You are browsing our archive of past reviews. Shows often evolve and develop as time goes on, so the views expressed here may not be an accurate reflection of current productions.

As a kid, I never understood why some Shakespeare plays are called 'comedies'; they always seemed so resolutely unfunny. I wish the Bristol Old Vic Student Ensemble had been on hand back then, because their Comedy of Errors is energetic, accessible, and above all entertaining. Billed as suitable for ages 3 and up, it's a lightly made-over version of the story, simple enough for the young ones to follow but with plenty of witty nuance for the grown-ups too.

Subtle, well-conceived adaptations explain and clarify the storyline, while a few judicious updates make the world of Shakespeare's Ephesus that bit easier to understand.

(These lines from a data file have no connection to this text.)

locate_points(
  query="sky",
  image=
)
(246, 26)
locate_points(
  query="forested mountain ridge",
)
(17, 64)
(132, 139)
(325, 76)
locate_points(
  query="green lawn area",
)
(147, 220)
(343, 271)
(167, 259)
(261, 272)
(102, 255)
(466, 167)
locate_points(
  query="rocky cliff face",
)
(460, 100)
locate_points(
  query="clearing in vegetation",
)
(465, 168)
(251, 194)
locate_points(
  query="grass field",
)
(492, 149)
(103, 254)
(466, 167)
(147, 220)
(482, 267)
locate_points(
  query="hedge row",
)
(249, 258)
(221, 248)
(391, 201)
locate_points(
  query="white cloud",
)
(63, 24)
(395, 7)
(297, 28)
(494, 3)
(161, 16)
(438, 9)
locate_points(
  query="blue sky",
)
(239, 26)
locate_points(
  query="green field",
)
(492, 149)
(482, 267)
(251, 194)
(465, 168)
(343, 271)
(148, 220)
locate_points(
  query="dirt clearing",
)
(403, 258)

The unfortunate Egeon's ransom is initially set at a "thousand pounds"; only once that concept is securely established does the more faithful "thousand marks" creep in. And while they do – despite protestations to the contrary – end up doing substantial tracts of dialogue 'in modern', these contemporary embellishments have a rhythm and a humour which sits well alongside the original prose.

Yet it's the physicality of the performance that impresses the most. This is a show filled with movement and flourish; the set is simple and the stage fairly small, but the story and the ensemble's imagination never feel constrained. The comedy is enhanced by oddball little details – watch out for the delightfully camp talking furniture – and for all that this is notionally a student company, there's undoubted professional-level skill on display. A few of the visual gags rely on split-second timing, and on the day I attended, each and every one of them was delivered with flawless aplomb.

It feels a shame to pick out individuals from such a tight ensemble, but I did especially enjoy Oscar Porter's interpretation of the two Dromios – one of them posh and oh-so cool, the other more shady and streetwise. Rosie Taylor-Ritson deserves mention too for her Courtesan, a family-friendly Pied Piper figure who shamelessly bewitches all she meets. But these are, I must stress, merely my personal highlights among a uniformly likeable and multi-talented cast.

Maybe they lose some momentum now and then, and one or two of the jokes don't land as cleanly as they'd hoped – but the audible enthusiasm of the kids on the front row was enough to trump any jaded sense of perfectionism. This Comedy of Errors is a true delight: effervescent and creative, respectful of the essence of Shakespeare's text without being overly beholden to it. If you've got young ones to bring along, it's hard to imagine a better introduction to Bardic comedy. And if you haven't – well, sneak in anyway. There's plenty here for every generation to enjoy.